If `sides` is not specified the test defaults to a two sided t-test.
### jStat.ttest( value, array, sides )
Returns the p-value of `value` given the data in `array`.
`sides` is an integer value 1 or 2 denoting a one or two sided
t-test. If `sides` is not specified the test defaults to a two
sided t-test.
## F Statistics
### jStat.anovafscore( array1, array2, ..., arrayn )
Returns the f-score of an ANOVA on the arrays.
### jStat.anovafscore( [array1,array2, ...,arrayn] )
Returns the f-score of an ANOVA on the arrays.
### jStat.anovaftest( array1, array2, ...., arrayn )
Returns the p-value of the f-statistic from the ANOVA
test on the arrays.
### jStat.ftest( fscore, df1, df2)
Returns the p-value for the `fscore` f-score with a `df1` numerator degrees
of freedom and a `df2` denominator degrees of freedom.
## Tukey's Range Test
### jStat.qscore( mean1, mean2, n1, n2, sd )
Returns the q-score of a single pairwise comparison between arrays
of mean `mean1` and `mean2`, size `n1` and `n2`, and standard deviation (of
all vectors) `sd`.
### jStat.qscore( array1, array2, sd )
Same as above, but the means and sizes are calculated automatically
from the arrays.
### jStat.qtest( qscore, n, k )
Returns the p-value of the q-score given the total sample size `n`
and `k` number of populations.
### jStat.qtest( mean1, mean2, n1, n2, sd, n, k )
Returns the p-value of a single pairwise comparison between arrays
of mean `mean1` and `mean2`, size `n1` and `n2`, and standard deviation (of
all vectors) `sd`, where the total sample size is `n` and the number of
populations is `k`.
### jStat.qtest( array1, array2, sd, n, k )

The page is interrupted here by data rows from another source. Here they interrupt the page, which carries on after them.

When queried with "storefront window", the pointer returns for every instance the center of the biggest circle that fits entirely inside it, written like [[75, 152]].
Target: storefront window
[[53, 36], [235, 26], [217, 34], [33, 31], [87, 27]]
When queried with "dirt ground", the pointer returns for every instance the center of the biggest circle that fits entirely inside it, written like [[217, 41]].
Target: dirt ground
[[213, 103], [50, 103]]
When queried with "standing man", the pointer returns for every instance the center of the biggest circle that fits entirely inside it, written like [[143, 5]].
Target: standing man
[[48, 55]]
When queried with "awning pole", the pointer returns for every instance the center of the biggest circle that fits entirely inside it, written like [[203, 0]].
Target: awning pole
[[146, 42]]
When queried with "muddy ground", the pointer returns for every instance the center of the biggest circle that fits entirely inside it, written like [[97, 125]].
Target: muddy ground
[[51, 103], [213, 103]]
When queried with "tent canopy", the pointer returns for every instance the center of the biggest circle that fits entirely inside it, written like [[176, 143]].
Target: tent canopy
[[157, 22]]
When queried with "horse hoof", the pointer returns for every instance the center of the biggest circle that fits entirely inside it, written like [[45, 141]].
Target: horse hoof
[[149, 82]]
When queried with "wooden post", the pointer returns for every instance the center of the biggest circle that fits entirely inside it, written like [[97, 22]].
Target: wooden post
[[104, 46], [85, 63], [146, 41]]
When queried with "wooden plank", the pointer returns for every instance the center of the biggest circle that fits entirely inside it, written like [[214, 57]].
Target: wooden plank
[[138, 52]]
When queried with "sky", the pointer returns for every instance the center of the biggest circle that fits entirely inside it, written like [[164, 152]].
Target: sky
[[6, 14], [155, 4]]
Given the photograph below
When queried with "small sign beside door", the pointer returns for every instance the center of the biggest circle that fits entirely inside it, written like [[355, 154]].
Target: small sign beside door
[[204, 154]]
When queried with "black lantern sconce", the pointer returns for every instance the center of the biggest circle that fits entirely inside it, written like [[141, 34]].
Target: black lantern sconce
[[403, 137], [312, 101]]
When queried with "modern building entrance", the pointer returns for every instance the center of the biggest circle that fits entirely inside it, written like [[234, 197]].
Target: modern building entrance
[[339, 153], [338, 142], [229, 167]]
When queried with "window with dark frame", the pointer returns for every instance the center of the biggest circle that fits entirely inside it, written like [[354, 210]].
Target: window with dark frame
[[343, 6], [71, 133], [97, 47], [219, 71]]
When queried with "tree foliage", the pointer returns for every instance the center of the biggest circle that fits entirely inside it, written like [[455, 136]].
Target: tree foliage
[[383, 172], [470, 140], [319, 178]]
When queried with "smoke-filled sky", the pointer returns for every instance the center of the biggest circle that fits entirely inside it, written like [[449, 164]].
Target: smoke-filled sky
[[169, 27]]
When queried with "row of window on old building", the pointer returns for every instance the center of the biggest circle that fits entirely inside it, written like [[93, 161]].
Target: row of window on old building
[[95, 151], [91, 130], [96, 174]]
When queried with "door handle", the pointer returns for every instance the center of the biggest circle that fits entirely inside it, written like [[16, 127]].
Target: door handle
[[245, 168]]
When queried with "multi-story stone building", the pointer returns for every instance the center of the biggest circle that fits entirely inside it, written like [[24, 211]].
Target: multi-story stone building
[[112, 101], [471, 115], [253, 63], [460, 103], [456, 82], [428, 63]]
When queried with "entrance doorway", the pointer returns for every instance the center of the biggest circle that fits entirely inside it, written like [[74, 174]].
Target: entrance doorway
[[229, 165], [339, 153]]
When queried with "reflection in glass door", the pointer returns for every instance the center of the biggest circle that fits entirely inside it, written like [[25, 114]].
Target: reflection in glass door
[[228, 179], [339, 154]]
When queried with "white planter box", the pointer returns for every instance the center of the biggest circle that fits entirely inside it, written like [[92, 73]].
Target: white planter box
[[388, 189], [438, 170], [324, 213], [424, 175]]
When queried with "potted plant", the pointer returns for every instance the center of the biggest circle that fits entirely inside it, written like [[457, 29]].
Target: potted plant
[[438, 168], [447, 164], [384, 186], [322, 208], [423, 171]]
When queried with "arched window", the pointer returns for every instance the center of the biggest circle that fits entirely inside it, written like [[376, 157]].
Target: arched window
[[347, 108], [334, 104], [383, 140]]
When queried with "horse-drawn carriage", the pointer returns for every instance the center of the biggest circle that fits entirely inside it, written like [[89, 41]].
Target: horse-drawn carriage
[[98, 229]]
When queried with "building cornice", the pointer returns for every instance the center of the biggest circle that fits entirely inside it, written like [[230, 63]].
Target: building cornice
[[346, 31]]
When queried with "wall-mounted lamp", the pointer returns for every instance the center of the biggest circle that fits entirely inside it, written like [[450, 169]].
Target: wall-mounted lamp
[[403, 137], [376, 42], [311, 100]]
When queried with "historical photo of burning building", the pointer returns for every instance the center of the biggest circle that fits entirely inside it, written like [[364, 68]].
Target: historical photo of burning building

Same as above, but the means and sizes are calculated automatically
from the arrays.
### jStat.tukeyhsd( arrays )
Performs the full Tukey's range test returning p-values for every
pairwise combination of the arrays in the format of
`[[[index1, index2], pvalue], ...]`
For example:
> jStat.tukeyhsd([[1, 2], [3, 4, 5], [6], [7, 8]])
[ [ [ 0, 1 ], 0.10745283896120883 ],
[ [ 0, 2 ], 0.04374051946838586 ],
[ [ 0, 3 ], 0.007850804224287633 ],
[ [ 1, 2 ], 0.32191548545694226 ],
[ [ 1, 3 ], 0.03802747415485819 ],
[ [ 2, 3 ], 0.5528665999257486 ] ]
## Confidence Intervals
### jStat.normalci( value, alpha, sd, n )
Returns a 1-alpha confidence interval for `value` given
a normal distribution with a standard deviation `sd` and a
sample size `n`
### jStat.normalci( value, alpha, array )
Returns a 1-alpha confidence interval for `value` given
a normal distribution in the data from `array`.
### jStat.tci( value, alpha, sd, n )
Returns a 1-alpha confidence interval for `value` given
the standard deviation `sd` and the sample size `n`.
### jStat.tci( value, alpha, array )
Returns a 1-alpha confidence interval for `value` given
the data from `array`.
### jStat.fn.oneSidedDifferenceOfProportions( p1, n1, p2, n2 )
Returns the p-value for a 1-sided test for the difference
between two proportions. `p1` is the sample proportion for
the first sample, whereas `p2` is the sample proportion for
the second sample. Similiarly, `n1` is the sample size of the
first sample and `n2` is the sample size for the second sample.
### jStat.fn.twoSidedDifferenceOfProportions( p1, n1, p2, n2 )
Returns the p-value for a 2-sided test for the difference
between two proportions. `p1` is the sample proportion for
the first sample, whereas `p2` is the sample proportion for
the second sample. Similiarly, `n1` is the sample size of the
first sample and `n2` is the sample size for the second sample.